Moderator: How did the McCarthy Era affect you? When you were living through it, did you think of it as “an era”? Is that something we only create in hindsight?
Cushman: I am enough younger than Francine so that the only McCarthy I knew was Charlie McCarthy, Edgar Bergen’s ventriloquist dummy. Joseph McCarthy and his era really were not a topic of conversation in my high school and even most of my college years. I would say that eras are pretty much identified and described long after they have passed. Otherwise we go day to day, step by step, the best we can.

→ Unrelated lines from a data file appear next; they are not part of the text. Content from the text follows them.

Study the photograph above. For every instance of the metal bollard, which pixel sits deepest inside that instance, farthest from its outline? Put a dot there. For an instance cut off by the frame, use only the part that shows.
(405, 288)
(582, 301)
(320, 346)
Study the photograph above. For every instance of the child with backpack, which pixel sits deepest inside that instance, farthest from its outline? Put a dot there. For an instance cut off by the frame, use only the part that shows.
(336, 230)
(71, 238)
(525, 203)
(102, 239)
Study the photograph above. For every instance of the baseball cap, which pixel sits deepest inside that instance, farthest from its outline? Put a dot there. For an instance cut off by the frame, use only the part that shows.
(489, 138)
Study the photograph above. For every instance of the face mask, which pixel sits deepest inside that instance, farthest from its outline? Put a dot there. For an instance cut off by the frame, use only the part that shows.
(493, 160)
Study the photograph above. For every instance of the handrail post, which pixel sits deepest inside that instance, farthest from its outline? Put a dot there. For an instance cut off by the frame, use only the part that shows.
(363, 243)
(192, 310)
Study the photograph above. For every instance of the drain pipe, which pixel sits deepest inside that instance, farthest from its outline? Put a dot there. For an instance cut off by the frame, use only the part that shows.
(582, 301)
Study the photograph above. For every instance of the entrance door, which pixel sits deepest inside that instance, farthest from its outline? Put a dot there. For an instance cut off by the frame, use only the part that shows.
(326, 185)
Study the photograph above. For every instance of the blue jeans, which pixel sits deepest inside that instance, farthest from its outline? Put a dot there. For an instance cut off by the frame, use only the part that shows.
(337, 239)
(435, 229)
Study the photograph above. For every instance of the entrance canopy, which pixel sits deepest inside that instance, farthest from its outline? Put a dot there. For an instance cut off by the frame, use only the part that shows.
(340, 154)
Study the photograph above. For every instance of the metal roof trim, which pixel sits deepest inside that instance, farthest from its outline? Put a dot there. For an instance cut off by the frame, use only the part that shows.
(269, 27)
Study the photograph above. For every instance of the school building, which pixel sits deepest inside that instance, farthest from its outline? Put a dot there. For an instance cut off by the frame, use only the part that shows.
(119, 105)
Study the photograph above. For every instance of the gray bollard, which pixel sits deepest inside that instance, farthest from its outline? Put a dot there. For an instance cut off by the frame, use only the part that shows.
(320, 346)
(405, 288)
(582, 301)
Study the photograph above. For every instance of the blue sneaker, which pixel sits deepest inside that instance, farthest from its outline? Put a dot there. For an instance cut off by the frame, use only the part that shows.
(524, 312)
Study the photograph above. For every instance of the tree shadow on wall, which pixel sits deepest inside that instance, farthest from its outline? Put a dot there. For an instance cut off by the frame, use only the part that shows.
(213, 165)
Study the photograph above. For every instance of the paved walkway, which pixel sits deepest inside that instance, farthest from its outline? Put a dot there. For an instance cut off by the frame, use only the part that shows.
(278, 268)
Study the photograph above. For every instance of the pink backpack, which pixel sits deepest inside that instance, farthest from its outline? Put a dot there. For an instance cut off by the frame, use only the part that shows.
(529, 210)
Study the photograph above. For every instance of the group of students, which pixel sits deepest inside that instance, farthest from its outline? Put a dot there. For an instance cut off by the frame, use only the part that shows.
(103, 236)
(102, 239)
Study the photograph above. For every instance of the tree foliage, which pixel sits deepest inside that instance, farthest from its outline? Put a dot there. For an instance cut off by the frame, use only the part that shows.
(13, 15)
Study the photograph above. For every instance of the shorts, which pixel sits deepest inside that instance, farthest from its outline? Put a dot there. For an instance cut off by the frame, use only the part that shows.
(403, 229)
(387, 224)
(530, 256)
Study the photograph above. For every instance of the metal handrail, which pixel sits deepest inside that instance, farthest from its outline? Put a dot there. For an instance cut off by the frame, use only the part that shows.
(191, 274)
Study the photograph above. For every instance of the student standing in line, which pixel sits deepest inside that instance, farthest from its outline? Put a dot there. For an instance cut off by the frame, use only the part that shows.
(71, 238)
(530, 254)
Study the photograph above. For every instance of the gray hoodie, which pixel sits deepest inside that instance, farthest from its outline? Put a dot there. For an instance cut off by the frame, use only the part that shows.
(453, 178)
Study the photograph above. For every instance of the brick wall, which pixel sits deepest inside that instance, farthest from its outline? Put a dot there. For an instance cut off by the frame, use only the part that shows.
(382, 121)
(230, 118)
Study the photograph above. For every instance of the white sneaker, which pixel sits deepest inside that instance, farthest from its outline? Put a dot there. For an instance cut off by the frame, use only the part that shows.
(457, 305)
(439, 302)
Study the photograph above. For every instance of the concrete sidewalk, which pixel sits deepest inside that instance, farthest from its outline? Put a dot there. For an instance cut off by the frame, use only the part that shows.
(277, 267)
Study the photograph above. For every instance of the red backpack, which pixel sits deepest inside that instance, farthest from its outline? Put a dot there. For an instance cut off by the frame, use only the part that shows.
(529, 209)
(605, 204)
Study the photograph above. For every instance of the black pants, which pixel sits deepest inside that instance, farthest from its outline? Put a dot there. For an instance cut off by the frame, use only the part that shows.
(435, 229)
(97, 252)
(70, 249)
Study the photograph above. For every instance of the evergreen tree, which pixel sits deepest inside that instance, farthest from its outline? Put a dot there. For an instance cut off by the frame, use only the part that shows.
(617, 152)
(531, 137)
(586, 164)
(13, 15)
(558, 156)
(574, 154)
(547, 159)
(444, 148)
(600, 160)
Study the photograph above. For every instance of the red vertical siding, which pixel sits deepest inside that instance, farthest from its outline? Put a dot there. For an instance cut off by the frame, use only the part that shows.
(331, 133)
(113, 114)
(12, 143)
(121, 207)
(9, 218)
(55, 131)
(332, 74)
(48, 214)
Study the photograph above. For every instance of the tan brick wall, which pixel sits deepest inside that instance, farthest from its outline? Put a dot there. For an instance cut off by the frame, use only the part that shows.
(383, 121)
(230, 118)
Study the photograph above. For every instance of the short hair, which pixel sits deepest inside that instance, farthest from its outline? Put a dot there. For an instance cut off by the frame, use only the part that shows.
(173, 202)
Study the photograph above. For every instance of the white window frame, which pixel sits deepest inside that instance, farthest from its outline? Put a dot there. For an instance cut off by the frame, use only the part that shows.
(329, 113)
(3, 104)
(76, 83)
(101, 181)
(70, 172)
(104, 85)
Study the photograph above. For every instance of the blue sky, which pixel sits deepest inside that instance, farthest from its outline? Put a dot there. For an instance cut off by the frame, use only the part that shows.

About Karen Cushman’s The Loud Silence of Francine Green, School Library Journal wrote, “This novel follows Francine’s eighth-grade year, from August 1949 to June 1950, at All Saints School for Girls in Los Angeles, a year of changes largely inspired by a new transfer student, Sophie Bowman. While Francine is quiet and committed to staying out of trouble, happy to daydream of Hollywood movie stars and to follow her father’s advice not to get involved in controversy, Sophie questions authority and wants to make a difference. Her questioning of the nuns’ disparaging comments about the Godless communists frequently leads to her being punished and eventually to her expulsion from school. Francine begins to examine her own values, particularly when an actor friend of Sophie’s father is blacklisted and Mr. Bowman loses his scriptwriting job. At the novel’s end, Francine is poised to stand up to Sister Basil, the bullying principal, and exercise her freedom of speech.”